Exports will remain flat “for some time”, Mr Wai Ho Leong of Barclays in Singapore said, but with infrastructure spending picking up, “we believe the stage is set for a rebound in growth momentum”.

Indonesia’s economy likely grew less than 5 per cent last year, the lowest in six years. In a bid to lift growth, the central bank on Thursday cut the benchmark policy rate by 25 basis points to 7.25 per cent, in spite of a fragile rupiah, which weakened 10 per cent against the dollar last year. Hit by low commodity prices, exports dropped 14.6 per cent to US$150.25 billion last year.

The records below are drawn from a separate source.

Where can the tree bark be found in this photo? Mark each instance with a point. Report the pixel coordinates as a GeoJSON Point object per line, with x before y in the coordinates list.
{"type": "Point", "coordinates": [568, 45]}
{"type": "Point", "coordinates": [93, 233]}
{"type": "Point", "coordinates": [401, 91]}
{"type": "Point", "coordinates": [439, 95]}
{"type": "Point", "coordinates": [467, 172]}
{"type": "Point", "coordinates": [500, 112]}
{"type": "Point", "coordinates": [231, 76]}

Dr Suryamin, head of the statistics bureau that released last month’s trade data yesterday, said that by volume, both exports and imports rose last year, except for mining exports. “This means the demand for our products is still there,” he said. The deficit for last month was US$235.8 billion, which the bureau attributed to rising imports of ships, machinery and organic chemicals.

Mr Wellian Wiranto, economist at OCBC in Singapore, said last year’s surplus “should be seen as an intended consequence of the tight monetary policy stance” that Bank Indonesia pursued. “Imports slump is indicative of a shift in consumer demand not just in terms of volume but also a lower preference for imported goods as the dollar became dearer,” he said.

Mr Rangga Cipta, economist at Samuel Sekuritas in Jakarta, said even with the rupiah’s weakening last year, Indonesia “did not become more competitive. In this time of falling global demand and currency war, I’m sorry to say we don’t stand a chance to compete”.

With such low commodity prices, economists say Indonesia needs to increase manufacturing exports. Last year, exports of electrical machinery, or 6.5 per cent of the total, fell 12.3 per cent. Shipments of footwear, making up 3.4 per cent of all exports, rose 9.7 per cent.